Configuration changes

421 views
Skip to first unread message

Ezra Hoch

unread,
Feb 26, 2014, 11:55:53 AM2/26/14
to raft...@googlegroups.com
There is something I don't understand about configuration changes.

Suppose the old set contains 9 nodes, and the new set contains 3 nodes (these sets are distinct).
At first, we try to commit old+new.
Let's assume it is committed (i.e., all 12 nodes are aware of that they are now operating with configurations old+new).

Now, suppose the leader is from the new group. We try to add an entry for the new configuration.
As soon as it is added to the server, the server operates according to the new configurations rules.
That is, the server sends the entry only to the 3 new nodes, and wait for 2 to reply. 
Suppose all 3 reply, and now the 3 new nodes are operating by themselves correctly.

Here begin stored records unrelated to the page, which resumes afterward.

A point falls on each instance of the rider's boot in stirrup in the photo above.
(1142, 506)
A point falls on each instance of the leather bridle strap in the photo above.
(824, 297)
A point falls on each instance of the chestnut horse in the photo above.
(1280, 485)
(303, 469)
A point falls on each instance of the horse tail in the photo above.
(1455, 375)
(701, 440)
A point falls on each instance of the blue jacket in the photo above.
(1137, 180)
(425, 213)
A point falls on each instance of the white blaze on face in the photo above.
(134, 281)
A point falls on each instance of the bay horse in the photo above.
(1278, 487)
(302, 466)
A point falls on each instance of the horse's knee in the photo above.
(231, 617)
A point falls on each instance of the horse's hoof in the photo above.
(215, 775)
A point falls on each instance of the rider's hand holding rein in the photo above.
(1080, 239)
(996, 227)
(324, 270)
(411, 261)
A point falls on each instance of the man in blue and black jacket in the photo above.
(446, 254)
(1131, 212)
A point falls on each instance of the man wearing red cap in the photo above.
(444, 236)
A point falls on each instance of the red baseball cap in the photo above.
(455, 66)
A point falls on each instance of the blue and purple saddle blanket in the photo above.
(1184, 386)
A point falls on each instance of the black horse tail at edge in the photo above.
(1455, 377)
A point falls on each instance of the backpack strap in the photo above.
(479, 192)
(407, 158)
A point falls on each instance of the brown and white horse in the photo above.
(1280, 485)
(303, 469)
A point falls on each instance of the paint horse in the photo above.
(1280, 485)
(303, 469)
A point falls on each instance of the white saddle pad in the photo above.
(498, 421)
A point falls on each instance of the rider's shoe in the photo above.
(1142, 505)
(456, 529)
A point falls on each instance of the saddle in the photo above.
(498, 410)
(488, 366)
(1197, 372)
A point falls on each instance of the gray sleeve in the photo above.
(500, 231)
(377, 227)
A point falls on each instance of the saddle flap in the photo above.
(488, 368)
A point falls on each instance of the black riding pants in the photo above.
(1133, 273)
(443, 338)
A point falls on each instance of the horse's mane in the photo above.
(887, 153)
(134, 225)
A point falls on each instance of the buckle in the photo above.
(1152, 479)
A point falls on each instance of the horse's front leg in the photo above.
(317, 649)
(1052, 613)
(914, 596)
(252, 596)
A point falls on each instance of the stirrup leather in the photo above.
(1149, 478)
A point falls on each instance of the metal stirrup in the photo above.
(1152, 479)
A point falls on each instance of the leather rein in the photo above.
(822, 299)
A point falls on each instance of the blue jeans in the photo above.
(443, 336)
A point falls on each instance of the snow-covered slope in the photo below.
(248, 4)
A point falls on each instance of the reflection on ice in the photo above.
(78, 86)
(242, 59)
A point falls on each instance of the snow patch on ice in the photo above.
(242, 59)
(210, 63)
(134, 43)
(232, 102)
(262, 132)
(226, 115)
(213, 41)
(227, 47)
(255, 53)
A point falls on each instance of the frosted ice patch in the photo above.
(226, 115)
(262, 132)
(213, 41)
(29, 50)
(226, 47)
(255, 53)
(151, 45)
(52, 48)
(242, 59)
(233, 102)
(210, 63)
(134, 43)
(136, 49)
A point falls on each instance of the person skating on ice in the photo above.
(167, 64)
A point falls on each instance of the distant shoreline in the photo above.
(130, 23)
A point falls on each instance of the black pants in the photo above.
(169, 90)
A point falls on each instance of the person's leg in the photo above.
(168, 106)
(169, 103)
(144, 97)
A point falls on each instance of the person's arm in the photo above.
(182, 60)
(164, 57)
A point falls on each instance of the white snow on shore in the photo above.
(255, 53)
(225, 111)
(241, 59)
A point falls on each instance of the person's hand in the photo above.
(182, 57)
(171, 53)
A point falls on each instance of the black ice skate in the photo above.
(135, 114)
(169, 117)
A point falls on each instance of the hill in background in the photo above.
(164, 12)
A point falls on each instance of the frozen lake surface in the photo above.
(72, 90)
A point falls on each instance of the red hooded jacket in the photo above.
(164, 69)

Now, consider the 9 old nodes: they think that the configuration is old+new, and since there are 9 old nodes, it is possible (with network partitioning) that they will elect their own leader, and that leader will continue to add items to the log, as it has a majority of 7 (7 out of the 12 it thinks are in the cluster).

How is the configuration transition suppose to work?

Thanks,
Ezra

Diego Ongaro

unread,
Feb 28, 2014, 1:58:41 AM2/28/14
to Ezra Hoch, raft...@googlegroups.com
Hi Ezra,

Fortunately, the situation you describe is not possible. For a server
using the old+new configuration to be elected leader, it needs votes
from a majority of the old configuration (5 of the 9) *and* a majority
of the new configuration (2 of the 3). It's not 7 of 12, it's 5 of 9
*and* 2 of 3.

Once the Cnew entry is committed on a majority of the new
configuration, that majority will no longer vote for servers without
the Cnew entry; remember, a server cannot become leader without having
all committed entries in its log. So the 9 old servers can't elect
their own leader because they need votes from the new configuration,
and once the new configuration has moved on, they won't grant votes to
servers in the old configuration.

Best,
Diego
> --
> You received this message because you are subscribed to the Google Groups
> "raft-dev" group.
> To unsubscribe from this group and stop receiving emails from it, send an
> email to raft-dev+u...@googlegroups.com.
> For more options, visit https://groups.google.com/groups/opt_out.

Ezra Hoch

unread,
Feb 28, 2014, 2:13:24 AM2/28/14
to raft...@googlegroups.com, Ezra Hoch
Thanks Diego.

I now see where I miss read the paper. 
It states:
"Agreement (for elections and entry commitment) requires majorities from both the old and new configurations."

I read it as *majority* (single, not plural) from both the old and new configurations.
I would suggest to emphasise this point (i.e., *majorities*) as it is crucial for the correctness of the configuration transition.

Best,
Ezra

Ezra Hoch

unread,
Feb 28, 2014, 2:50:16 AM2/28/14
to raft...@googlegroups.com, Ezra Hoch
I have another question about reconfiguration:
Suppose we have old-config as 3 members, and new-config as different 3 members.
Server manages to commit old+new config change to the 6 nodes.

Now, the leader manages to replicate the new config only to the old members. and then it crashes.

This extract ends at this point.